Single crystals of PBCM suitable for X-ray crystallographic analysis were obtained via the slow evaporation of a mixture of DMSO and THF solution at room temperature. As shown in Figure 5, the simulated PXRD from the single crystal exhibited multiple sharp diffraction peaks at the same positions as those of the PBCM powder crystals. Thus, the structure result of the obtained single crystal could be adopted to explain the in-depth mechanism of the optical properties of PBCM. As shown in Figure 6a, the dihedral angles between the ring of benzene and its neighboring two carbazole-9-carbonyl planes are + 26.64° and −26.64°. These results indicate that PBCM adopts a twisted conformation to facilitate the CT fluorescence in solids. The lone pair orbital of nitrogen of charge donor carbazole is almost orthogonal to the π-orbitals of the benzene ring in the twisted geometry, which stabilizes the charge transfer state of PBCM. As shown in Figure 6b, the crystal structure of PBCM consists of four molecules in a unit cell. It belongs to a monoclinic system with the space group P 1 21/c 1 (a = 15.2226(9) Å, b = 5.0117(3) Å, c = 15.0606(10) Å; α = 90°, β = 109.002(2)°, γ = 90°). Four molecules are tightly connected by abundant C-H…O hydrogen bonds, with distances of 2.340 and 2.609 Å between the carbonyl group in one molecule and the hydrogen in neighboring molecules. The existence of rich and powerful intermolecular interactions in the crystal is sufficient to provide a rigid environment to prohibit intramolecular vibration and rotation, which result in the strong fluorescence of PBCM in solids [25]. In addition, PBCM shows a dense crystal packing with a large density of 1.420 g·cm⁻³, which further protects materials from oxygen quenching by reducing the contact area. Thus, a strong RTP was also observed in PBCM crystals.

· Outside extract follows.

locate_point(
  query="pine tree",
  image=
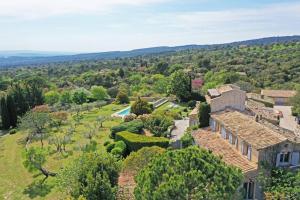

3.4. Thermal Properties of PBCM

The TG and DSC curves of PBCM crystals were measured in the air. Figure 7a shows the DSC curve of PBCM in the second cycle of the heating process. A weak endothermic step was displayed at 105 °C, which might be attributed to the glass transition temperature (T_g) resulting from the breaking of the multiple hydrogen bonds between molecules. In addition, a sharp endothermic peak was observed at 280 °C, which corresponds to the melting temperature (T_m) of PBCM crystals. Thus, PBCM begins to melt at 251 °C and completes melting at 287 °C. The TG curve of PBCM, as shown in Figure 7b, had a small amount of weightlessness below 300 °C. However, with an increase in temperature, it exhibited a rapid weight loss. Nevertheless, PBCM exhibited great thermal stability, retaining 90% of its weight even when heated to 362 °C. Such a high T_m and good thermal stability of PBCM are attributed to the strong intermolecular interactions and compact packing structure in crystals.

4. Conclusions

We investigated the PL performances, single-crystal structure, and thermal properties of a D–A–D organic bimodal luminescent material, PBCM. Efficient cyan fluorescence from CT excitons and long-lived yellow RTP from the triplet excited state were both observed in its crystals. The CT effect in the singlet states was found to reduce the ∆E_st and promote the ISC processes, resulting in an efficient phosphorescence of PBCM at room temperature. In addition, the introduction of the D–A–D structure produces many strong intermolecular interactions between the donor and acceptor parts of adjacent molecules, leading to the rigid configurations and compact packing of molecules in crystals, which was also confirmed to facilitate the efficient bimodal emissions of PBCM.